Já Marco é um jornalista que escreve para o El País e também chegou a assistir à mesma peça que Benigno havia se emocionado. Naquela época, os dois não se conheciam, mas parece que o destino deu um jeito de uní-los para que eles pudessem construir uma bela amizade. Marco se vê em uma situação parecida quando Lydia (Flores), toureira profissional, acaba sofrendo um acidente na arena e também entra em coma. Benigno e Marco passam a se encontrar regularmente no hospital conversando com as suas mulheres, mas, em um determinado momento, Marco acaba deixando essa vida de lado para continuar viajando e escrevendo guias de viagem, enquanto Benigno pensa em se casar, constituir uma família e viver para sempre com Alicia.

Ainda que o filme mostre sempre as duas mulheres em coma e extremamente mórbidas, Almodóvar sabe deixar a obra sensual o suficiente para que possamos entender a obsessão de Benigno, principalmente. Em um determinado momento, quando ele vai dar o banho em Alicia, ele acaba se lembrando de um filme-mudo que havia assistido e as cenas começam a ficar sobrepostas em sua cabeça. A sua atração por Alicia já vinha desde os tempos em que ela era bailarina e, naquele instante, havia aumentado com a possibilidade que ele tinha de realizar os seus desejos. Por isso que, no final, “Fale com Ela” acaba não se tratando exatamente de uma amizade, mas também desta obsessão que se nutre por um amor, fazendo com que o ser humano aja de maneira descontrolada e impulsiva.

Grande parte das cenas do longa se passa dentro da clínica, mas constantemente o roteiro dá giros no tempo. Vai ao passado e complementa uma determinada história para depois retornar ao presente e complementá-la de alguma forma. São nestas idas e vindas que Marco e Benigno acabam constituindo um laço de amizade muito forte. E mesmo quando o enfermeiro se encontrava em uma situação difícil, Marco tenta salvá-lo da obsessão que ele tinha. Talvez neste momento Almodóvar possa deixar o público com um pouco de dúvida em relação ao que acontece. Se talvez Marco tivesse contado a verdade, será que o futuro de Benigno poderia ser diferente?
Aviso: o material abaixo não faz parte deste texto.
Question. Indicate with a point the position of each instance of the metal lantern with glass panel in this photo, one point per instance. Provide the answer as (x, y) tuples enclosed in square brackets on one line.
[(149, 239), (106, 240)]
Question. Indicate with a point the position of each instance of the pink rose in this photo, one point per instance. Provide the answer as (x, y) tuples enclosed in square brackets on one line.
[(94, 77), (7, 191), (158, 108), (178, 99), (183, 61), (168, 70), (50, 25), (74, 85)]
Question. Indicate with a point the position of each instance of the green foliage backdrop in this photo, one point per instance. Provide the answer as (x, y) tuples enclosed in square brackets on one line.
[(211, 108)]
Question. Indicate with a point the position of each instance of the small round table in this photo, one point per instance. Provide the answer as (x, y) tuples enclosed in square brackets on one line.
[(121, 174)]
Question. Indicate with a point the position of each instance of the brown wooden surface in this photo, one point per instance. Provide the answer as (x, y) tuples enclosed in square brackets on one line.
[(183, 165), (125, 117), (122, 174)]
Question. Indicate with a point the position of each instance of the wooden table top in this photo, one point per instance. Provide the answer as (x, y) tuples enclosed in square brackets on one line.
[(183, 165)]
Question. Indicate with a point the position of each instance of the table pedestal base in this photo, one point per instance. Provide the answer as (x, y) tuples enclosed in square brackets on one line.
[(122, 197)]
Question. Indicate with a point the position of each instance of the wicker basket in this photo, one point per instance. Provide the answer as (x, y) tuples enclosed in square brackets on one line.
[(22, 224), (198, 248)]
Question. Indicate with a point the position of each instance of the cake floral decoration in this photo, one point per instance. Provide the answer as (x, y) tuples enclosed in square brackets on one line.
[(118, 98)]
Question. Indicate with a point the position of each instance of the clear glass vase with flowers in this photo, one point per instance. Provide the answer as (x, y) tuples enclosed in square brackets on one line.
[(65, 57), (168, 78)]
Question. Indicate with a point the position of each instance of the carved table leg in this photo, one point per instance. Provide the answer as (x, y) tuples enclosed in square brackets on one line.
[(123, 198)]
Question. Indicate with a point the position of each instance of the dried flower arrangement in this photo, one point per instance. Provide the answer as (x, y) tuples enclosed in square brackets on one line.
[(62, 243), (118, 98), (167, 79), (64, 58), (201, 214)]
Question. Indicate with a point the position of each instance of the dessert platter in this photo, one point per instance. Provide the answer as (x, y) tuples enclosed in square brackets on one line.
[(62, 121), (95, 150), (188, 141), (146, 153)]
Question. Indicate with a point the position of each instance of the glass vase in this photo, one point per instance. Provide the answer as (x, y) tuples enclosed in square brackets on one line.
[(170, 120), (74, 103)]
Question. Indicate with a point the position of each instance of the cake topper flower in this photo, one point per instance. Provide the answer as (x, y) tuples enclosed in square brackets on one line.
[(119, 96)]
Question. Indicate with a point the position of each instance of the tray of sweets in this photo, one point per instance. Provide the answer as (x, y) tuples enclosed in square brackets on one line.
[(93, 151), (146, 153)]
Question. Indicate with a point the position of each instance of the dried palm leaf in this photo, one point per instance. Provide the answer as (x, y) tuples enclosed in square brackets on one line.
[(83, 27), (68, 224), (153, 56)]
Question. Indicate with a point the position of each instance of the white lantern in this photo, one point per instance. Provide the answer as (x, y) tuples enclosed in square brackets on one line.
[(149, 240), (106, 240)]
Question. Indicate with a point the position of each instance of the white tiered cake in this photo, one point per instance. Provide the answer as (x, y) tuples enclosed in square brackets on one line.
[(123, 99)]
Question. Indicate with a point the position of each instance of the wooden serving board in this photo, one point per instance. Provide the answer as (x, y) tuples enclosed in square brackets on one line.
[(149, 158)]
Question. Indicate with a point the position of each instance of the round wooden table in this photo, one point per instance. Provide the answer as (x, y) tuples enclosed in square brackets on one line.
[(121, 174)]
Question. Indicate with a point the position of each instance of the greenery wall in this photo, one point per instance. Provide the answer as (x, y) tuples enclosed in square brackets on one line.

Como se pode imaginar no início da película, o destino é feito de acontecimentos inesperados e “Fale com Ela” deixa isso claro ao se aproximar do encerramento da sua narrativa.

No longa, não se vê tanto das cores vivas e fortes utilizados por Almodóvar em seus filmes (algo que também inexiste em “Má Educação”). No entanto, o resultado da fotografia de Javier Aguirresarobe é marcado por tons azuis que expressam um pouco da depressão vivida por conta da solidão de Benigno. Este é um outro tema muito bem retratado durante o filme porque, ao contar melhor a história deste personagem, Pedro Almodóvar deixa claro que podem existir “motivos” para ele fazer o que está fazendo. Isso não quer dizer, no entanto, que as suas ações e os seus atos são corretos. E ele se mostra tão depressivo e longe da sua realidade que isso contrasta exatamente com o seu amigo Marco, um cara que consegue ter mais equilíbrio e sabe lidar melhor com as perdas e os momentos ruins. Neste jogo de duas personalidades distintas, “Fale com Ela” se torna um filme muito mais masculino do que feminino.

Nesta linha tênue entre a loucura e a insanidade, o longa se sai como uma obra praticamente perfeita. De alguma forma, “Tudo Sobre a Minha Mãe” e “Fale com Ela” parecem estar interligados. O primeiro acaba quando se revela um palco teatral, exatamente como o segundo começa. Mas as coincidências podem parar por aí. É claro que Pedro Almodóvar nos coloca em uma posição para refletir acerca do que acontece com os seus personagens, principalmente pela amizade inesperada que é formada. Mais do que isso, mesmo quando ele quebra o seu filme e exibe o curta do cinema-mudo espanhol de Amante Minguante, a metáfora principal para a relação do curta com o filme de Almodóvar está exatamente na atração que os homens possuem para estarem na companhia do corpo de uma mulher. “Fale com Ela” é cheio de emoção e conta a sua história nas entrelinhas, como um monólogo contado da forma mais sutil possível.